Nel corso delle indagini, sono emerse alcune situazioni paradossali. Ad esempio, i militari hanno scoperto che in una struttura alberghiera tra i beneficiari del servizio di assistenza figurava un uomo che da diverso tempo è detenuto in carcere in un'altra regione
Finti terremotati, ma soldi pubblici veri e destinati a chi la casa l’aveva persa. Nel corso delle indagini, condotte dalla Guardia di finanza di Teramo che ha denunciato 81 persone per truffa aggravata, sono emerse alcune situazioni a dir poco paradossali. I militari hanno scoperto che in una struttura alberghiera tra i beneficiari del servizio di assistenza figurava un uomo che da diverso tempo è detenuto in carcere in un’altra regione. In un altro caso, uno dei “finti” terremotati ha ottenuto il contributo dichiarando di abitare, ai tempi del sisma del 2016, in una struttura che si è scoperta essere una stalla per animali non adibita a uso domestico. Altri, per giustificare l’assenza di consumi invernali nelle nuove – inesistenti – abitazioni, hanno addotto motivazioni fantasiose, come il lavarsi con l’acqua piovana e riscaldarsi con la stufa a legna.

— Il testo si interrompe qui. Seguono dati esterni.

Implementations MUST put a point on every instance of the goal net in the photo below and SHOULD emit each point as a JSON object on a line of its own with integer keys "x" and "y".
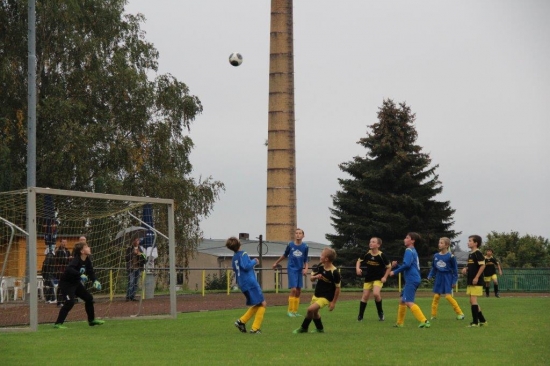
{"x": 33, "y": 256}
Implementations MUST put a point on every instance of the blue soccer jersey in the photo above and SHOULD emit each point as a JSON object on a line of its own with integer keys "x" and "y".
{"x": 244, "y": 270}
{"x": 410, "y": 267}
{"x": 297, "y": 256}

Loro e tutti gli altri hanno approfittato dello stato di emergenza dichiarato dopo il terremoto che colpì il Centro Italia nel 2016, affermando che risiedevano nei paesi colpiti dalla distruzione del sisma. In questo modo, sono riusciti ad accedere al contributo mensile riservato ai terremotati che avevano perso la propria casa e che stavano provvedendo a trovare un nuovo alloggio autonomamente. Nella vicenda sono risultati coinvolti anche due pubblici ufficiali, amministratori locali, segnalati per abuso d’ufficio.
I finanzieri hanno individuato “l’indebita percezione di fondi pubblici” dopo le indagini che la polizia giudiziaria ha condotto nel settore della spesa pubblica, riguardanti l’erogazione del Contributo di Autonoma Sistemazione (Cas) alle popolazioni colpite dal terremoto. Le somme di cui i “finti terremotati” si sono appropriati ammontano a 1,5 milioni di euro, di cui 884mila sequestrati preventivamente. Fino ad ora, soltanto quattro dei soggetti coinvolti hanno provveduto alla restituzione del contributo percepito indebitamente, per una somma complessiva di 57mila euro.